Les riches modalités de l’épigénome, que cet article a rapidement parcourues, suggèrent de ne pas céder à la tentation d’attribuer a priori au génome une part majeure de l’information cellulaire, tentation visiblement alimentée par la relative facilité d’accès à sa séquence. Elles nous incitent à abandonner la naïveté du déterminisme purement génétique sans sombrer dans un indéterminisme démenti par les faits.
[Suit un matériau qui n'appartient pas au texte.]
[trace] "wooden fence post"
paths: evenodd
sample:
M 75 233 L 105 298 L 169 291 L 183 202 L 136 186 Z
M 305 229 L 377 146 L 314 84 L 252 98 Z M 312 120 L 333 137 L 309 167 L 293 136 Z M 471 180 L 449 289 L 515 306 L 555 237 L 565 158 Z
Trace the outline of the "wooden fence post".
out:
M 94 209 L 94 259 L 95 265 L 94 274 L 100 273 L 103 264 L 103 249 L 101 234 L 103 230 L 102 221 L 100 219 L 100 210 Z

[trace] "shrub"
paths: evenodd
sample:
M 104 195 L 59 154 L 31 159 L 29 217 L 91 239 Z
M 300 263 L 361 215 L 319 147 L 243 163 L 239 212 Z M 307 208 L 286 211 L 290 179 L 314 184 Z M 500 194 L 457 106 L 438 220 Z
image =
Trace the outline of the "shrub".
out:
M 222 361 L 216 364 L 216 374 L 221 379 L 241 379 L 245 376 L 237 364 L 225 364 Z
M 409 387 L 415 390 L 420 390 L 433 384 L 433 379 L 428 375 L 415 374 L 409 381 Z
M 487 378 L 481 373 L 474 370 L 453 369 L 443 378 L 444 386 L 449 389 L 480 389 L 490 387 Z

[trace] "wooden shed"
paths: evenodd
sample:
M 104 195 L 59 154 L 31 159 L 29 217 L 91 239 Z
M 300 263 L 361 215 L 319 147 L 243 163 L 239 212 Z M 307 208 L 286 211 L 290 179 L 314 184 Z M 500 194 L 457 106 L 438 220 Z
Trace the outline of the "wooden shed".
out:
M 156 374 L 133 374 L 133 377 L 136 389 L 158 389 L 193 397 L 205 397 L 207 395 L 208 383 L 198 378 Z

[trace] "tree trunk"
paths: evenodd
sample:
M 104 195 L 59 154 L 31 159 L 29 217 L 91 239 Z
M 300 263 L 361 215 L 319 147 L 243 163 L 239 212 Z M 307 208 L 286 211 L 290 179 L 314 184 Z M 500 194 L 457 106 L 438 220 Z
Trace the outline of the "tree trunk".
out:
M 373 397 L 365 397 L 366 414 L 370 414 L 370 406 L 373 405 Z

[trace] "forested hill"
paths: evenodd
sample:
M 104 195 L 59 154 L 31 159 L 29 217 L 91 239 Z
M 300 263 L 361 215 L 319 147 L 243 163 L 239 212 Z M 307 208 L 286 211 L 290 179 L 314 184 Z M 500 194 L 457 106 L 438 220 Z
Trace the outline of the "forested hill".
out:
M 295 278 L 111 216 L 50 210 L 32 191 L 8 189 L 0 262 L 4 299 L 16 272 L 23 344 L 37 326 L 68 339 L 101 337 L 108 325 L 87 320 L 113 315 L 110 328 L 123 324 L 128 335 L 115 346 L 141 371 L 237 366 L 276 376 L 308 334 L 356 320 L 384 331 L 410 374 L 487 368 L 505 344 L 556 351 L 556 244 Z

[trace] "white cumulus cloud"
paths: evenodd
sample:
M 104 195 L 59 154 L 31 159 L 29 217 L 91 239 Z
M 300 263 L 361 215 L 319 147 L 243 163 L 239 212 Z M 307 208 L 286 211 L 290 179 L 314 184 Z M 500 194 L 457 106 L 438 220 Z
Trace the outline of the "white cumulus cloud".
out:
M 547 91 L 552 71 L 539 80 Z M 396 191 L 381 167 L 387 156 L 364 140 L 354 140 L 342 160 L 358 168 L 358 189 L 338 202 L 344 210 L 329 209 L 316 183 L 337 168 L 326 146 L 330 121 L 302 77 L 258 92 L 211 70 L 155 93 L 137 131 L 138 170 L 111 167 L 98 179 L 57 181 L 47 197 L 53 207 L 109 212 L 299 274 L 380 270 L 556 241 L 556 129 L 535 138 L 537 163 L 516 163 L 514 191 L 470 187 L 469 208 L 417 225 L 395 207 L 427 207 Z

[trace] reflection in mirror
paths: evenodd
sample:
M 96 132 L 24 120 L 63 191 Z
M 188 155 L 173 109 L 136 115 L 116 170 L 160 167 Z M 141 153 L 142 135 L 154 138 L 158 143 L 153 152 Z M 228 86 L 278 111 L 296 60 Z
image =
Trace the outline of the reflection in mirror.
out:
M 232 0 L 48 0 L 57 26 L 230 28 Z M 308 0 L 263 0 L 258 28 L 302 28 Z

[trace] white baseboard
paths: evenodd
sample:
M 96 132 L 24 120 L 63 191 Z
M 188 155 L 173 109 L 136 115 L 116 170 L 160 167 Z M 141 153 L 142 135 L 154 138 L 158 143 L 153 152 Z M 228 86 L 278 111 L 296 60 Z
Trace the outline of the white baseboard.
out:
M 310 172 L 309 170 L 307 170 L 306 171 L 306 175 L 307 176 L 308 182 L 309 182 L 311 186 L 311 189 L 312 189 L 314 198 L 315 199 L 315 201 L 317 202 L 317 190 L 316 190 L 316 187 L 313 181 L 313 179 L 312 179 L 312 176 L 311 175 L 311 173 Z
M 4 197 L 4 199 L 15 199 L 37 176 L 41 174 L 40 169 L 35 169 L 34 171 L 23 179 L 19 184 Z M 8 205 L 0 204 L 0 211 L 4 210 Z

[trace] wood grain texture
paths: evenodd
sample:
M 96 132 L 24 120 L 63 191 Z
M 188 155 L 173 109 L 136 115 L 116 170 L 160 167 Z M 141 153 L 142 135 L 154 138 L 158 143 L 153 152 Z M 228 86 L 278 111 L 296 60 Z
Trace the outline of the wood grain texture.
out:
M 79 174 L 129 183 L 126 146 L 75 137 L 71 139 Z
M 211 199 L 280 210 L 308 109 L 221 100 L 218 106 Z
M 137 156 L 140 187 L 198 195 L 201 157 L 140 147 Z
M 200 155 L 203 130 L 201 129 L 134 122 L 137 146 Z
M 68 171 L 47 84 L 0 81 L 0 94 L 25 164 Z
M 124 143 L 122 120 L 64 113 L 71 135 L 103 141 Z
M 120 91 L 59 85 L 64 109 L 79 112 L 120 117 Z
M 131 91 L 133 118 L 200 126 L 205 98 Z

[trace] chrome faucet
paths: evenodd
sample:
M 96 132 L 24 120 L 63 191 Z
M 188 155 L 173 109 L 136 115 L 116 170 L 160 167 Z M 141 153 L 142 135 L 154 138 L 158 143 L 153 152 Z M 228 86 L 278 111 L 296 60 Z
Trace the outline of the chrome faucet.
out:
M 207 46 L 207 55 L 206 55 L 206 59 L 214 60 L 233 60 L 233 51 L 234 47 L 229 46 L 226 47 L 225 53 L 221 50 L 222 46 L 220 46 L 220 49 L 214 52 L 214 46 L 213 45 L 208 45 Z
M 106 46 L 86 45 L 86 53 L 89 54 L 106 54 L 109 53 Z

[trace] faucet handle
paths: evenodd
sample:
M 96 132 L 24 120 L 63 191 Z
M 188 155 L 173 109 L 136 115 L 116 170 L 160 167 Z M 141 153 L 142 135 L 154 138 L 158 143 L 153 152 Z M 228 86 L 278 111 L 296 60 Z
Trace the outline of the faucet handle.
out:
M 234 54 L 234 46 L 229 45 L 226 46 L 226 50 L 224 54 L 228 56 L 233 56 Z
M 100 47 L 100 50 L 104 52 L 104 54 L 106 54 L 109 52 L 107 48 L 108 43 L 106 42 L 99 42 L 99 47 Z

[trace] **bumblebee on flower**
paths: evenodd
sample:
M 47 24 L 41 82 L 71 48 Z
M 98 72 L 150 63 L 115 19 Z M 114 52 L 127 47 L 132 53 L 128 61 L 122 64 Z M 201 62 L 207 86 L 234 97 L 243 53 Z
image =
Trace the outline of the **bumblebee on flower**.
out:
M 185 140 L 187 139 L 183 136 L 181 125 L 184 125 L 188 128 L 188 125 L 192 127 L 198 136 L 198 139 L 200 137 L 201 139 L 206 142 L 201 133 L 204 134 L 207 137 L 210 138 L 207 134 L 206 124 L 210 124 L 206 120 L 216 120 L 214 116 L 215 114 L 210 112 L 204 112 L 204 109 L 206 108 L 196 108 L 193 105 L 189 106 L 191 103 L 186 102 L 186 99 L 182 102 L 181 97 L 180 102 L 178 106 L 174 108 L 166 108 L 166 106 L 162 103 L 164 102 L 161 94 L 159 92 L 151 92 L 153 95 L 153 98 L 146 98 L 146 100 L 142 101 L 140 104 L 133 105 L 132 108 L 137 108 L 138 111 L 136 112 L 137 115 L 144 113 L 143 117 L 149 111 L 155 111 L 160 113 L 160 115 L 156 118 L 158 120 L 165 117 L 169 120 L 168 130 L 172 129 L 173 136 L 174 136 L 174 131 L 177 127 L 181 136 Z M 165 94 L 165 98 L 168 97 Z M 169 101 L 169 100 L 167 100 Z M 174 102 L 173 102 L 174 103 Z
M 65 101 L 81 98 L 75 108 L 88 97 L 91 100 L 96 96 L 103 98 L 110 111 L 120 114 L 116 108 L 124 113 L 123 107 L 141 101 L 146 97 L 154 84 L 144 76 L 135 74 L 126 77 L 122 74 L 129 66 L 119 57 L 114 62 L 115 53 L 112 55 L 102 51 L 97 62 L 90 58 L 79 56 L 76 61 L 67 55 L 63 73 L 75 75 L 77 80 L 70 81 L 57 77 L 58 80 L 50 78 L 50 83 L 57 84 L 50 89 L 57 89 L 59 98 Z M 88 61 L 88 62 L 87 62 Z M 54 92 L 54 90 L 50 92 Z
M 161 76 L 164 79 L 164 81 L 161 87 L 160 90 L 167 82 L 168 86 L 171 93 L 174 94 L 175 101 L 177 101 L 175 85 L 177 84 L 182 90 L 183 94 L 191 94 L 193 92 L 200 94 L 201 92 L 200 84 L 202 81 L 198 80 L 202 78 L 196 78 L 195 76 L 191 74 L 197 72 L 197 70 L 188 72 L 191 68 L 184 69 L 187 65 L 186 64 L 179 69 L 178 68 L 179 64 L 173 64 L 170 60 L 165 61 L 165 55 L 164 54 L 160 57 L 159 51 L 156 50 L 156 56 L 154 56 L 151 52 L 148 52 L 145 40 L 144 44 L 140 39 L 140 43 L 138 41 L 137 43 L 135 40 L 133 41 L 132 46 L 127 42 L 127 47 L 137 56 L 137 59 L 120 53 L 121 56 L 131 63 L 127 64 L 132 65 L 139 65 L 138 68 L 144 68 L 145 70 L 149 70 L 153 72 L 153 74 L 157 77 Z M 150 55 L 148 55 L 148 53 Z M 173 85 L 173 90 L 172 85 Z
Elles suggèrent de relever au contraire le défi d’un déterminisme épigénétique, plus difficile à appréhender, qui connecte en un réseau complexe les constituants de l’objet biologique étudié [29]. Il est important que cette approche scientifique intègre les connaissances issues de l’analyse des niveaux plus élevés du vivant. C’est pourquoi ce projet pourrait être qualifié d’« épigénomique », un terme qui, par analogie avec l’« épigénétique », renvoie à la construction d’objets biologiques par niveaux croissants d’intégration, tout en se référant au génome et à l’épigénome plutôt qu’au gène et à l’épigène [30, 31].